Music veteran Jack Blades’ 2012 solo effort, “Rock N Roll Ride”, is an album that feels custom-made to play when you’re cruising down the highway. It’s easy-drinking, mainstream rock, with choruses designed to make you want to sing-along. There are catchy melodies and nifty guitar hooks, but a lot of the focus is on Blades’ voice and lyrics.
Jack Blades has said of this album that it is “an extension of what my music has been for the last 30 years. It has been quite a rock n’ roll ride and I decided to lay it all down on a record! — It shows all my influences… whether it’s the Beatles, British metal, British rock, blues, Crosby Stills and Nash.”
That pretty much describes the album. “Rock N Roll Ride” is a kind of musical collage of those decades. For example, there’s a distinct Beatles’ vibe on “Anything for you”, especially in the chorus with Cheap Trick’s Robin Zander helping out on vocals; “West Hollywood” sounds a bit like Tom Petty; and the sing-along friendly “Born for this” has an almost Kid Rock-y twang to it.

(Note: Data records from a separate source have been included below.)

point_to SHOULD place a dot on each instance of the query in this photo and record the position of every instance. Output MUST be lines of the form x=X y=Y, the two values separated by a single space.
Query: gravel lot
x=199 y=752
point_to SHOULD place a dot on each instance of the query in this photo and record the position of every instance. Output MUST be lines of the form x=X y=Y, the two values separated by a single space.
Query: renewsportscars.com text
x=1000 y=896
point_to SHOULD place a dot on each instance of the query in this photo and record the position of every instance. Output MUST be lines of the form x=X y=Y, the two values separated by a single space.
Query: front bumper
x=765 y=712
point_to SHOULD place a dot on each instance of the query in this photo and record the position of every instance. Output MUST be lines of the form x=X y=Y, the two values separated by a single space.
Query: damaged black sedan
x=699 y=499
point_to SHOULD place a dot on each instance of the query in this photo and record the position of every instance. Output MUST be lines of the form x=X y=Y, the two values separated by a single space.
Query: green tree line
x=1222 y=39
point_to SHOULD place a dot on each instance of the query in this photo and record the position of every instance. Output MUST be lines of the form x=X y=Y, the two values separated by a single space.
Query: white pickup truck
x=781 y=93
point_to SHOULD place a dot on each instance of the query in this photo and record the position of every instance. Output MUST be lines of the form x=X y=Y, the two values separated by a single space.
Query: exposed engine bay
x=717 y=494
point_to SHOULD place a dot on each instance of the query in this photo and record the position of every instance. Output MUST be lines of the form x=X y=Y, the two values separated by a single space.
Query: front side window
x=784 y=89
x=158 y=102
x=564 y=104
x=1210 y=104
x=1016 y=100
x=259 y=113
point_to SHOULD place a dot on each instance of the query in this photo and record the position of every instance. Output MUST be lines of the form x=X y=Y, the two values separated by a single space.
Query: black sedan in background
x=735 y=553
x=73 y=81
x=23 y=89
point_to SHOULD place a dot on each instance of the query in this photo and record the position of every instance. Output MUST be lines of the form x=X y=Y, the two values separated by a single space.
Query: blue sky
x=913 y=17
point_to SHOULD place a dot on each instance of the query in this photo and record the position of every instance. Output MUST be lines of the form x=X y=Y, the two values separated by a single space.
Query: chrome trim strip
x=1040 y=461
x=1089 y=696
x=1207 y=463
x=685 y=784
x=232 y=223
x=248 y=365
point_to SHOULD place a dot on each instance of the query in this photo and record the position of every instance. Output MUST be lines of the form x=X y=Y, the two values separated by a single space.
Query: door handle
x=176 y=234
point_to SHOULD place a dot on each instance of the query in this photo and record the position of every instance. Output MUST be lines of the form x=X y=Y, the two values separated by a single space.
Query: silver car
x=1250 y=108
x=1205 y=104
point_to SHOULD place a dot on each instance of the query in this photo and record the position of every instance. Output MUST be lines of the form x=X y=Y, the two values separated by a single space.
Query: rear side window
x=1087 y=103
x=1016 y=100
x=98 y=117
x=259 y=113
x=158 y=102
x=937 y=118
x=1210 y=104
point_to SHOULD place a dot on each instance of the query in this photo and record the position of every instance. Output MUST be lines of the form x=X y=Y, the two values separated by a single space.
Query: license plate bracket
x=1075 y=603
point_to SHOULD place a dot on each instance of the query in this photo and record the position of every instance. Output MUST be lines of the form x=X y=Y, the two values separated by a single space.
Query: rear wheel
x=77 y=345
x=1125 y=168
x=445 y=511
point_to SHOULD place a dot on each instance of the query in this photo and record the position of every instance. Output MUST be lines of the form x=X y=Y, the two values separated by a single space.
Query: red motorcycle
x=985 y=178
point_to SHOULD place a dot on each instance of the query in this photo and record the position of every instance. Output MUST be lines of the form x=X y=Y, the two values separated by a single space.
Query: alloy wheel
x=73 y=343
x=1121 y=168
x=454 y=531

Occasionally this makes the album feel a little “all over the place”, but when pulling together so many influences and styles, that’s maybe a natural hazard.
My favourites on the album are the three opening tracks: the rocking and rolling “Back in the game” and “Rock N Roll Ride”, followed by the slower “Hardest word to say” which has a real 80s power-ballad feel to it. You can almost see people waving their lighters in the air (or I guess that would be iPhones today) as it’s playing. “Say you will” is another good track, with Blades going growlier on vocals, and with Night Ranger’s Brad Gillis’ spacy, racing guitar driving through in the background.
Jack Blades has been around the music-world for a long time, as part of Night Ranger, Damn Yankees, Shaw/Blades, and others. He has written songs, produced albums, and worked with a range of artists including Alice Cooper, Cher, Ozzy Osbourne, Motley Crue, Journey and Roger Daltrey. Even if you think you haven’t heard him before, I’d bet you’ve at least heard Night Ranger’s “Sister Christian” at some point. Considering all that, it’s maybe not surprising that “Rock N Roll Ride” sounds like it’s been put together by a veteran musical craftsman who still enjoys his craft, and is happy sticking to what brought him this far.
This is not the kind of album that is likely to blow your mind, but it’s solid, well-made and has a real joyful, upbeat feel to it. If you’re a fan of real, honest-to-goodness rock to blast through the speakers while cruising down the highway, this is a good bet.